Audi has approved a new strategy to build a range of eco cars. The plan was given the green light just before Christmas and will spawn a family of clean, low CO2 cars, dubbed internally E1 to E5 and spanning everything from a small city car to sports cars.
In mid-December 2008, the strategy board rubber-stamped the proposed E1 entry-level eco-car. It’s Audi’s response to homegrown rival BMW’s Project i – a suite of innovative, low-emissions models to keep premium car sales buoyant in a carbon age.
Audi E1: the electric car
The smallest clean Audi is dubbed E1 and is based on Volkswagen’s NSF family. That’s essentially the sub-Polo mini car based on the VW Up concept, which will also be badged as a Seat and Skoda. However, Audi won’t dabble with badge engineering and will rebody the E1, so it looks quite different inside and out to the VW Up pictured.

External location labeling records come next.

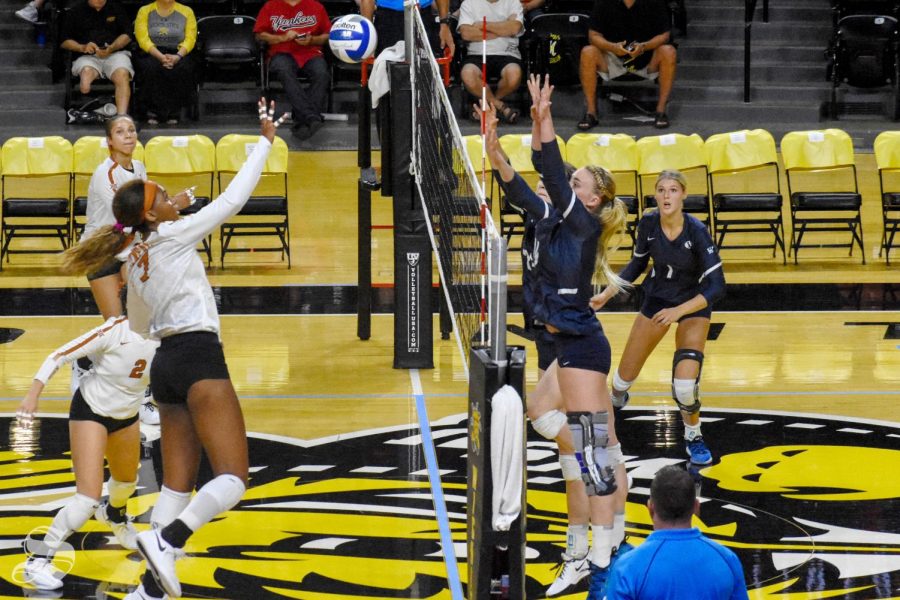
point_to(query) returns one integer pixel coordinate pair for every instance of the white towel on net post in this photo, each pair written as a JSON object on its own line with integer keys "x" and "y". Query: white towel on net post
{"x": 507, "y": 429}
{"x": 379, "y": 79}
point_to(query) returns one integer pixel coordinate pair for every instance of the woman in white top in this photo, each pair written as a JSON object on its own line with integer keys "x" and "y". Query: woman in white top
{"x": 102, "y": 422}
{"x": 170, "y": 299}
{"x": 112, "y": 173}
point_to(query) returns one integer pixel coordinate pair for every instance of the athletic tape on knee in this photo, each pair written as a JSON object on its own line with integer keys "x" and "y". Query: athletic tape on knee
{"x": 214, "y": 498}
{"x": 168, "y": 506}
{"x": 71, "y": 517}
{"x": 570, "y": 467}
{"x": 687, "y": 395}
{"x": 590, "y": 436}
{"x": 120, "y": 491}
{"x": 549, "y": 424}
{"x": 615, "y": 455}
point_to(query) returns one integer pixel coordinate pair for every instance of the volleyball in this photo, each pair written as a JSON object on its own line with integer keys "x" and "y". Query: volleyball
{"x": 352, "y": 38}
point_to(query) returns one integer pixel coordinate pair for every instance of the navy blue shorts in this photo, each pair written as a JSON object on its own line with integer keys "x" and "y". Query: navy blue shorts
{"x": 651, "y": 306}
{"x": 81, "y": 411}
{"x": 591, "y": 352}
{"x": 181, "y": 361}
{"x": 543, "y": 339}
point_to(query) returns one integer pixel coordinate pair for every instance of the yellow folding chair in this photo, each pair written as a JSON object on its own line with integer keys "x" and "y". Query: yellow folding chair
{"x": 746, "y": 164}
{"x": 36, "y": 192}
{"x": 685, "y": 153}
{"x": 887, "y": 157}
{"x": 517, "y": 148}
{"x": 618, "y": 154}
{"x": 88, "y": 151}
{"x": 183, "y": 161}
{"x": 815, "y": 205}
{"x": 266, "y": 212}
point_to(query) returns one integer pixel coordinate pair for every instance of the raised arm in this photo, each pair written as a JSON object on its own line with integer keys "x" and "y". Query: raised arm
{"x": 193, "y": 228}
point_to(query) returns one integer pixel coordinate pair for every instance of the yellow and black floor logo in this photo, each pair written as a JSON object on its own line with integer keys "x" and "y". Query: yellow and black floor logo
{"x": 810, "y": 504}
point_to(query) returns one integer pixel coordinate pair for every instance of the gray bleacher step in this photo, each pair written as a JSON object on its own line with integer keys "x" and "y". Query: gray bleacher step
{"x": 722, "y": 12}
{"x": 21, "y": 76}
{"x": 22, "y": 98}
{"x": 772, "y": 31}
{"x": 730, "y": 71}
{"x": 770, "y": 52}
{"x": 758, "y": 112}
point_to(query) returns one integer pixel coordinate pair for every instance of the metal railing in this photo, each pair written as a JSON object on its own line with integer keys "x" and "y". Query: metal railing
{"x": 749, "y": 9}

Audi E2: the eco sports car
Don’t assume all the clean Audis will be dull. E2 is Audi’s iteration of the VW BlueSport concept car – and it’ll be a mid-engined sports car aimed at the Mazda MX-5 family. Clean aero, light weight and a string of stingy powerplants will ensure the E2 is a clean, green sports car. Audi favours a pair of three-cylinder engines: a 1.2 FSI (75bhp/110Nm) or 1.2 TDI (75bhp/180Nm).
Audi E3: the A2 reborn!
Audi launched a stellar tech showcase in the 1990s A2. It mixed aluminium tech, futuristic styling and preceded BMW’s Mini by several years. Now the company is preparing to relaunch the A2, dubbed E3. It will again use aluminium-intensive construction and be based on the cost-efficient MQB matrix due for the 2011 A3 hatch.
Audi E4: the Roadjet gets a second chance
There’s a new name and a second chance for the Audi Roadjet concept which quietly disappeared after its debut at the 2006 Detroit auto show.
Audi E5: another new eco-friendly sports car
By 2014, Audi plans another green sports car. It should come as good news for enthusiasts worried about the future of fast cars. Details remain scarce at the moment (we’re talking a 2014 launch here) and neither the content nor donor model have been defined.